There's no one way to measure it. Sure, we have market value, net book value and for those in life insurance, European Embedded Value, but at the end of the day, it's subjective. This week we've heard about the difficulties arising in measuring the value of technology company Canva - whose perspective is 'right'?
CFOs want to create value for their stakeholders and business. But what is value?
This is why when I work with CFOs I tell them this;
You need to be really clear on your unique value proposition.
You need a clear brand statement.
What's the value of creating a personal brand statement?
As a CFO you want to have a seat at the table, you want to be asked to take a seat, to be invited. You want to be proactively involved in all key stages of commercial conversations, not just brought in at the last minute for the 'finance sign-off'.
But for that to happen, you need to be clear about the value you can add and consistent in your approach to adding it.

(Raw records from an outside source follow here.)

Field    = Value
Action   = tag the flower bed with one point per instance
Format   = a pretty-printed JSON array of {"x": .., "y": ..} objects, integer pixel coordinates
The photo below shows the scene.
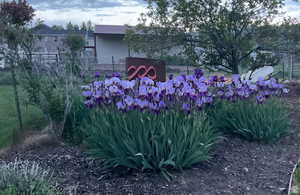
[{"x": 143, "y": 124}]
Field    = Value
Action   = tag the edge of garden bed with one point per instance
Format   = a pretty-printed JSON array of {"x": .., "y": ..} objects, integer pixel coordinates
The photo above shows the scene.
[{"x": 291, "y": 181}]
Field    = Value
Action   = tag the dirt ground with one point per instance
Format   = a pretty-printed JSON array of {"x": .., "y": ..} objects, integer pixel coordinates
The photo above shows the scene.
[{"x": 237, "y": 167}]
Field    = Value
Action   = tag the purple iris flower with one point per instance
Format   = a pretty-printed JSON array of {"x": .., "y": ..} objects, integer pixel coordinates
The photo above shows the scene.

And that's where your personal brand statement comes in.
When you have a unique value proposition statement, when your brand promise is clearly articulated, your stakeholders will invite you. They'll know what value you add and that will help them understand why to invite you. You'll quickly move up the phases of the CFO journey captured in my book, CFO of the future.
You'll be invited to the table more often, for the right conversations.
The power of focus, speed and impact
Let me give you an example.
I talk to dozens of CFOs each week. They will often reach out to me and say; 'hey, I'm looking for a job, if you see one please let me know.' (Even worse, they'll drop this in at the end of a general 'catch-up'.)
This is a hard ask for a number of reasons.
• I get a lot of people reaching out and I'm not in the business of recruitment.
• Honestly, most CFO resumes look the same.
• And finally, they don't tell me what makes them different, in any meaningful, compelling or succinct way.
There are exceptions though. Last week I came across a job ad and decided to forward it to a CFO I have been working with.
Why? Because as soon as I read it I knew exactly where it needed to go.
She has developed over the last 6 months a really clearly articulated value proposition.
This job was 100 per cent for her. So I flicked it over and said, 'I think you should apply for this.'
I didn't have to think. I didn't even consider sending that job out to any of my other CFOs. I sent it specifically to her because her brand statement was living rent-free in my mind, so she was the first thought I had when this opportunity presented itself.
And that is the focus. That is the speed. That is the impact you get when you have a unique value proposition.
This is why you need a clear brand statement
What are you known for in your business?
We are getting a little ahead of ourselves. Let's take a step back for a moment.
If I were to ask the people you work with what you're known for, what would they say?
• Are you the person who helps creates order from chaos?
• Are you the person who will bring people along a journey to create top-line growth effects?
• Do you cut through the dysfunction across the executive team and galvanise the diverse views around table?
• Or... are you the Chief Fixing Officer?
What outcomes are your CEO, Board and stakeholders 'buying' from you? What's the value they get from working with you? What value would you attribute to that? This is such an important conversation, but challenging, because it comes down to self-identity.
It's impossible to create value if you don't know your own value
Having a clear brand statement can help guide the conviction you have in your work, and the confidence your stakeholders have in you. Your brand statement is so much more than an opening paragraph on your resume or the top line in your LinkedIn.
How to develop a personal brand statement
When you're crafting a personal brand statement, it's important to follow these three rules.
1. Identify your unique value proposition. Keep it real. Avoid jargon and being generic. The '5 whys' technique founded by Sakichi Toyoda is one of the ways we approach this with our CFO community.
2. Keep it below three sentences. Succinct sells.
3. Test your professional brand against your personal goals. You want it to be authentic, meaningful and aspirational. I cover this in my book, Meaning Matters.
That's it. It sounds simple, but creating a personal brand statement just may be one of the most difficult professional development exercises you ever do.
Claim your seat at the table with intention and conviction. Define your value.
What outcomes are you known for?
What outcomes do you want to be known for?
Do the people that need to know... know?